Atlantisrealm v ILI: Court of Appeal considers inadvertent disclosure in a "two solicitors" situation

CPR r31.20 provides that, where a party inadvertently allows a privileged document to be inspected, the party who has inspected it may use it (or its contents) only with the permission of the court. Caselaw has clarified that, in the absence of fraud, the court may grant an injunction only if there has been an "obvious mistake", which in turn means either the solicitor who received the document appreciated a mistake has been made or it would have been obvious to a reasonable solicitor in his position that a mistake had been made. In Rawlinson & Hunter v Director of the SFO (see Weekly Update 30/14), the Moore-Bick LJ said that "once it is accepted that the person who inspected a document did not realise that it had been disclosed by mistake, despite being a qualified lawyer, it is a strong thing for the judge to hold that the mistake was obvious". Just because a disclosed document had obviously been privileged did not mean that it was also obvious that a mistake had been made in disclosing the document. Some documents may be so sensitive that it will be obvious that a mistake has been made, but that will often not be the case.

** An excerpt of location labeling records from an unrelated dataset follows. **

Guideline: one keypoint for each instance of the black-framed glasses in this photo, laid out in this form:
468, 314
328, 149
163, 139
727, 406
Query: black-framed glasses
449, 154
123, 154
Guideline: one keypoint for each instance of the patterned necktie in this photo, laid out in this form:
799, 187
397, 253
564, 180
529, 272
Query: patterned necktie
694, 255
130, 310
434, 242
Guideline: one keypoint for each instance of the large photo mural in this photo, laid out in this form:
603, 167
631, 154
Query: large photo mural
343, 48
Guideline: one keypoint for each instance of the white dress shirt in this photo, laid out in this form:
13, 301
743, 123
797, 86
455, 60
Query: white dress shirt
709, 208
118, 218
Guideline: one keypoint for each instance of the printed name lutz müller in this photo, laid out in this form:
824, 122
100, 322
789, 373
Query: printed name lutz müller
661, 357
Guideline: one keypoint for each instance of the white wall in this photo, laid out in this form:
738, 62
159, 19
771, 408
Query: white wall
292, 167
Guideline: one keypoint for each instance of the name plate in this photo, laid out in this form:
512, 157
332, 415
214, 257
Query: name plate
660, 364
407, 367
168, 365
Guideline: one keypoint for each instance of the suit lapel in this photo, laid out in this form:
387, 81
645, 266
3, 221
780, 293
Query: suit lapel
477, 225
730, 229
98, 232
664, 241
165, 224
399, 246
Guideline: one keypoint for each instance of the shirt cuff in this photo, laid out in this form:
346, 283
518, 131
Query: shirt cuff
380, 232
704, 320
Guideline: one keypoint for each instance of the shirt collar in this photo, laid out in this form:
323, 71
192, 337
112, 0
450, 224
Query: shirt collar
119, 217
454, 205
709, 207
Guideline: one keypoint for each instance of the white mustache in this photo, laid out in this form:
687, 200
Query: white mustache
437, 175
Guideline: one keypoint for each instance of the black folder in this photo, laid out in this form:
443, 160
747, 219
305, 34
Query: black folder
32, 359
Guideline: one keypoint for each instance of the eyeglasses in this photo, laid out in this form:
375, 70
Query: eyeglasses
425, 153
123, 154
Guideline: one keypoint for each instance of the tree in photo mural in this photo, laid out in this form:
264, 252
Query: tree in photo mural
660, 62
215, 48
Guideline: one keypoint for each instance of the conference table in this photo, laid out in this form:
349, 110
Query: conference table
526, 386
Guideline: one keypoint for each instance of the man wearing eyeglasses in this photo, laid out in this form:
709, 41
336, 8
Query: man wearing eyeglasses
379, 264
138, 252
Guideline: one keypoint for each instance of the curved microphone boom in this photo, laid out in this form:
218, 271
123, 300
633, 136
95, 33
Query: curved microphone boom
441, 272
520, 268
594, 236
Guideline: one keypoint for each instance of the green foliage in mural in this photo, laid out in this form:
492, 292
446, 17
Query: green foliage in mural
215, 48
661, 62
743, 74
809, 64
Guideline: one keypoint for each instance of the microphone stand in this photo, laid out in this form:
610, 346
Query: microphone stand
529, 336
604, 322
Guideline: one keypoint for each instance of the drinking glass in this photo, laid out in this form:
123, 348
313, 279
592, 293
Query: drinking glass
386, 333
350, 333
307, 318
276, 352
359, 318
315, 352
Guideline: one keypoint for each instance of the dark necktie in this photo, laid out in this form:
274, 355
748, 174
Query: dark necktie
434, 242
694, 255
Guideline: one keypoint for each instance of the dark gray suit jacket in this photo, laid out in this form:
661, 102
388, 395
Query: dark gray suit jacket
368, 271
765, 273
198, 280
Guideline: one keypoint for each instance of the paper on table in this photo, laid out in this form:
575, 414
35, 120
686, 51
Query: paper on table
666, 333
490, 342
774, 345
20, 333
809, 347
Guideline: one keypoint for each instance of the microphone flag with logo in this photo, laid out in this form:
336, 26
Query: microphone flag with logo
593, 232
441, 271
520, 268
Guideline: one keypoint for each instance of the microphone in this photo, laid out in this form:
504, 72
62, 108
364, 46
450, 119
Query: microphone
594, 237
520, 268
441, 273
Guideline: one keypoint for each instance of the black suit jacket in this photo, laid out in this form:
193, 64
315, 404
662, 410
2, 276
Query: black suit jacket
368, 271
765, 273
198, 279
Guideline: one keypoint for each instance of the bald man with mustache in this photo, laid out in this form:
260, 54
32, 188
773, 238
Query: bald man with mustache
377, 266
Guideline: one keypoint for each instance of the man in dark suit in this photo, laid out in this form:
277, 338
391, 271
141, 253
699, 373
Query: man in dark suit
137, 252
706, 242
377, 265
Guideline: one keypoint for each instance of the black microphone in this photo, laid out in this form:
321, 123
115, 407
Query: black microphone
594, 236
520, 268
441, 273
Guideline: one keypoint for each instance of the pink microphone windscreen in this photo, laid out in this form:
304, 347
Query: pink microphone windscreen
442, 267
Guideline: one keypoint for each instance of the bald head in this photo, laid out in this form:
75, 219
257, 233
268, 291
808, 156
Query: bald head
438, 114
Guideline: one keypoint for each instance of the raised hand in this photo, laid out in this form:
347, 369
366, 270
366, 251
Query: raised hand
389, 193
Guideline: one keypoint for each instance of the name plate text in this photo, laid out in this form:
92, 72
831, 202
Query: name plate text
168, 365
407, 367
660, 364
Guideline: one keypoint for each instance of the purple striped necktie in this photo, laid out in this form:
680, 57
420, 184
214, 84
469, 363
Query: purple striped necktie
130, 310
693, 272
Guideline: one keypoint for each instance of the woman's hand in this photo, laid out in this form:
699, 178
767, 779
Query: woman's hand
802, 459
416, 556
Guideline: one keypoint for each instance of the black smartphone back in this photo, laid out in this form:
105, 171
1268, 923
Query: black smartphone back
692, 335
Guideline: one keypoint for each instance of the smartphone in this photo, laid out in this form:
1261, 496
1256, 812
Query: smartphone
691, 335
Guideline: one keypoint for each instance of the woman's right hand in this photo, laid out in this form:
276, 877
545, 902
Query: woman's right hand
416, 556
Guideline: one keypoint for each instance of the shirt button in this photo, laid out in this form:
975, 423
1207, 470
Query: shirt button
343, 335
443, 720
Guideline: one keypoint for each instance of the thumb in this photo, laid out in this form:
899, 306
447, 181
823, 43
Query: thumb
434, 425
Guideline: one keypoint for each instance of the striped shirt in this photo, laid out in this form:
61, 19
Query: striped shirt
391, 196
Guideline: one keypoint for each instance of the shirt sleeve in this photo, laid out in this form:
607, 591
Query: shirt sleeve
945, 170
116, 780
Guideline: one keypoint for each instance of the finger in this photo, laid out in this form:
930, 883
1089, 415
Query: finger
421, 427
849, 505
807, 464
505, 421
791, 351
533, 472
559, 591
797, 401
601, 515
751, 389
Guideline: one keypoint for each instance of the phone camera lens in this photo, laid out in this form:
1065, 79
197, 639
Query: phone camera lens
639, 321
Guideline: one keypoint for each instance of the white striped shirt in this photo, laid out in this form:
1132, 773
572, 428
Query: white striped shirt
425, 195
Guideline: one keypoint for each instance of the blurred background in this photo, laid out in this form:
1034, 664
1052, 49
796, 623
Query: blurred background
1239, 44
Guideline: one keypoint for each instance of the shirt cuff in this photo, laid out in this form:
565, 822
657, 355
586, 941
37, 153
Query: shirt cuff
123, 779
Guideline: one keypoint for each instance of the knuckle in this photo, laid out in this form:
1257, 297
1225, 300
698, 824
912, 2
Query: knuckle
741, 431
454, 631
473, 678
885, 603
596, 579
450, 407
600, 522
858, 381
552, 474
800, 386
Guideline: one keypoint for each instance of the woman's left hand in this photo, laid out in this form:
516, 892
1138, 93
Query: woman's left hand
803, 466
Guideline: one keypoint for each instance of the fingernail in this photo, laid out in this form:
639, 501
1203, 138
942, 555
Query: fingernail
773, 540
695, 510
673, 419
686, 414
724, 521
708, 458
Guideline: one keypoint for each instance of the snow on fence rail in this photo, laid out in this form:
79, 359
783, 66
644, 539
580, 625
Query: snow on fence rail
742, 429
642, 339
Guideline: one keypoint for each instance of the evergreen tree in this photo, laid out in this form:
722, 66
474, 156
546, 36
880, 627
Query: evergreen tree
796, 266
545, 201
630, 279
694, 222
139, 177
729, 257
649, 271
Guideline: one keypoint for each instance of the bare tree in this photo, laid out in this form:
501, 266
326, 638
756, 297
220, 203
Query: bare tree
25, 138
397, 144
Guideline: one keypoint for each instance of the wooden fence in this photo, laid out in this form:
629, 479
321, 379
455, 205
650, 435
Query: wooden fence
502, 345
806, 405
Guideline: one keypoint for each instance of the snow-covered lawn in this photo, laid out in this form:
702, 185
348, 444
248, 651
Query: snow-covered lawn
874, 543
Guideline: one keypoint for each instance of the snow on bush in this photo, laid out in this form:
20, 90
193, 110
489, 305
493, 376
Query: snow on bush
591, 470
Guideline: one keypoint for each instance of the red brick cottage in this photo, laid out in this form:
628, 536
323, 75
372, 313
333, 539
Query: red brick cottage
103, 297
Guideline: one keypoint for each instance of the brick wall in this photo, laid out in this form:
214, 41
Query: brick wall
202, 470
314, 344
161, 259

In this case, a privileged document was disclosed by the defendant to the claimant because it had not been flagged as privileged by a junior member of the defendant's review team, and so was not referred to the more senior lawyer working on the case. At first instance, the judge accepted that the claimant's solicitor who had reviewed the disclosed document had not appreciated that it had been disclosed by mistake and refused to order the deletion of the privileged document.

On appeal, the Court of Appeal accepted that it could not go behind this finding of fact. However, in this case, the solicitor who had reviewed the privileged document had then passed it on to a more senior colleague. This was therefore a "two solicitors" situation, which has not previously been considered in the authorities.

The Court of Appeal held that the more senior colleague had appreciated that the document had been disclosed by mistake (he had drawn it to the attention of the defendant's more senior solicitor in the belief that the latter was unaware of it). It went on to add a "gloss" to the principles laid down in earlier caselaw: "If the inspecting solicitor does not spot the mistake, but refers the document to a more percipient colleague who does spot the mistake before use is made of the document, then the court may grant relief. That becomes a case of obvious mistake".

COMMENT: As in Rawlinson & Hunter, the Court of Appeal's decision again concentrates on the recipient's actual knowledge (when deciding whether an obvious mistake was made by the disclosing party), rather than on what the recipient ought to have known about the disclosing party's intentions. The decision makes clear that it will be the knowledge of all the members of the reviewing team which will be relevant, rather than simply the first solicitor to look at the inadvertently disclosed document, where that document has been shown to other members of the team.